この文章には、裁量労働制やホワイトカラーエグゼンプション問題とも絡む、深刻な問題がある。例えば、非常に優秀なプログラマーは、平凡なプログラマーの1/20くらいの労働時間で同じ成果を出すという。また、小生の業界には、全くのオリジナリティーのあるプログラムを書く人は、文字通りプライスレス(原初的存在は値段のつけようがない!)の仕事をする。そして、そのような「労働」は、確実に広がっている。ネグリの言う知的労働のことである。小生は、それこそがコミュニズムの未来に可能性を与えると考えている。

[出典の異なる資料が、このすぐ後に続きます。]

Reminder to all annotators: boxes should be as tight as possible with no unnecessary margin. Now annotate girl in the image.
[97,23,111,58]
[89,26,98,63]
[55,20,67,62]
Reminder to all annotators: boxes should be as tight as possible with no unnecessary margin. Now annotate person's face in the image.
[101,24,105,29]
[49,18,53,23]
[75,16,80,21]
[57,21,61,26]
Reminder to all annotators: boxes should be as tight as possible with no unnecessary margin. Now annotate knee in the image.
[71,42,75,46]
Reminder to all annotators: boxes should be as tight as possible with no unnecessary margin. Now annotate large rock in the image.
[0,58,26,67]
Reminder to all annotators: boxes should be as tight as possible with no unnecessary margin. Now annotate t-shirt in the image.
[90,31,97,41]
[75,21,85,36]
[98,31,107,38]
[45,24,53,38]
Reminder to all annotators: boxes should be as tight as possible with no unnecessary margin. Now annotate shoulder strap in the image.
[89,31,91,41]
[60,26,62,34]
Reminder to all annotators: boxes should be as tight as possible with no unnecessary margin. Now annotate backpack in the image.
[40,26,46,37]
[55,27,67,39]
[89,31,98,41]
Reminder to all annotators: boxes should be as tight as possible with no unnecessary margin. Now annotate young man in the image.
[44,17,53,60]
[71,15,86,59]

でもまあ、ここは所謂「肉体労働」=計量・(せいぜい数倍程度で)交換可能な労働(力)として捉えておこう。
いろいろな労働種類がその度量単位としての単純労働に換算されるいろいろな割合は、一つの社会的過程によって生産者の背後で確定され、したがって生産者たちにとっては慣習によって与えられたもののように思われる。簡単にするために、以下では各種の労働力を直接に単純労働力とみなすのであるが、それはただ換算の労を省くためにすぎない。
そういうわけで、マルクスは以後、単純な・計量可能な・交換可能な労働(力)に論理を集中して論じる。ただし、今日的地平に立てば労働価値説の破たん、限界をも示す言葉として留保しつつ。